Naquele 2 de outubro, o Pavilhão 9 foi tingido de vermelho. O sangue era varrido por jatos de água no piso de cimento, uma tentativa de lavar a sujeira provocada pelo assassinato em massa na Casa de Detenção de São Paulo. Mas nada conseguia amenizar o cheiro da morte. No IML, caixões improvisados com madeira barata guardavam corpos sem nome. O que se via eram números desenhados na perna de cada cadáver: 001, 002, 003, 015… 111 escreveu-se no último a ser contabilizado. Quem se importa?

Vinte e quatro anos depois do Massacre do Carandiru, como a chacina de 111 presos ficou conhecida na História, viu-se de tudo um pouco, nada, porém, que se assemelhasse a um ato de justiça. Usando a agressividade para justificar a violência, policiais militares comandados pelo coronel Ubiratan iniciaram uma intervenção militar desastrosa para conter a rebelião na carceragem. Despreparados, os PMs que atenderam à ocorrência entraram atirando sem medir o risco. Quando os tiros cessaram, o que se viu foram corpos amontoados. Várias vítimas não tiveram tempo de esboçar reação. Alguns morreram com uma bala atravessada na cabeça.

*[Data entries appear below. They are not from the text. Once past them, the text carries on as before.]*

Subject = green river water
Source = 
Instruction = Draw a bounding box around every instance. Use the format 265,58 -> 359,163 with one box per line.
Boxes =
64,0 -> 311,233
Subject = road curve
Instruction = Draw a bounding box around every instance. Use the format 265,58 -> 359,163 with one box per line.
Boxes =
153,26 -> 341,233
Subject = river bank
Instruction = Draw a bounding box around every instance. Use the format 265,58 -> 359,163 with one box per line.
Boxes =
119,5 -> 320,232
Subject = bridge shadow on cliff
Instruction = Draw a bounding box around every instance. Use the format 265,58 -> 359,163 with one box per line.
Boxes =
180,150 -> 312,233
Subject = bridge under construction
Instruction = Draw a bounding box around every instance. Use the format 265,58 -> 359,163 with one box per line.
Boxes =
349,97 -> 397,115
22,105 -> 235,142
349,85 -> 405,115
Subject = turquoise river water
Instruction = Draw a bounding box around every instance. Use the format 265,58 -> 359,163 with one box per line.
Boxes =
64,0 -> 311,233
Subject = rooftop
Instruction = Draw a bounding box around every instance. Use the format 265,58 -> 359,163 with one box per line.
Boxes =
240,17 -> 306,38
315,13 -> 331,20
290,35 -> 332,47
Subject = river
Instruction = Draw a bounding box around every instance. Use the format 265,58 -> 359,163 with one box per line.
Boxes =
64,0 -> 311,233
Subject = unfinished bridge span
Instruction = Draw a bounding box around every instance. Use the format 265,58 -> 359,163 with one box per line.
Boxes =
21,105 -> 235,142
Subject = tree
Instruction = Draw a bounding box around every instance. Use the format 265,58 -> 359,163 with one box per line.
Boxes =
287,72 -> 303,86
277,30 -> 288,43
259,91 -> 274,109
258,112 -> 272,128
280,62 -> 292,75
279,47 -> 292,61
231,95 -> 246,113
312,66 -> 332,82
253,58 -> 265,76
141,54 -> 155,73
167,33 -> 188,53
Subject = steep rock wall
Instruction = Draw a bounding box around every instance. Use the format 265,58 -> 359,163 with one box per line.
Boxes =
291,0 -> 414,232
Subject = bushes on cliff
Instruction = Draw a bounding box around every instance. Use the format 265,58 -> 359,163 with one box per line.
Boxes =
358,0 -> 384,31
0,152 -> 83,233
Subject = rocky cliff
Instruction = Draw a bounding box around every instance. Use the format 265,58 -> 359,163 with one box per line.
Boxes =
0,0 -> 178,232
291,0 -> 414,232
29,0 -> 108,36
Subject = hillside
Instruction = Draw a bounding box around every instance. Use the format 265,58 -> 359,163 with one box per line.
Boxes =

Passado o choque inicial, o Brasil enterrou e, literalmente, implodiu o Carandiru. Os detentos já haviam sido silenciados em vida, pois o destino deles já não interessava a ninguém. Afinal, eram bandidos e, como tal, tiveram a sua humanidade destituída bem antes do capítulo final de suas histórias.

Condenado a mais de 600 anos, Ubiratan, o homem que deu a ordem para que os outros apertassem o gatilho, elegeu-se deputado antes do cumprimento da sentença. Ganhou foro privilegiado e teve o julgamento anulado pelo Tribunal de Justiça de São Paulo. Setenta e quatro PMs acusados de participação no massacre também tiveram suas condenações anuladas há 24 dias pelo ex-presidente do Tribunal paulista, o desembargador Ivan Sartori, que acolheu a tese de legítima defesa.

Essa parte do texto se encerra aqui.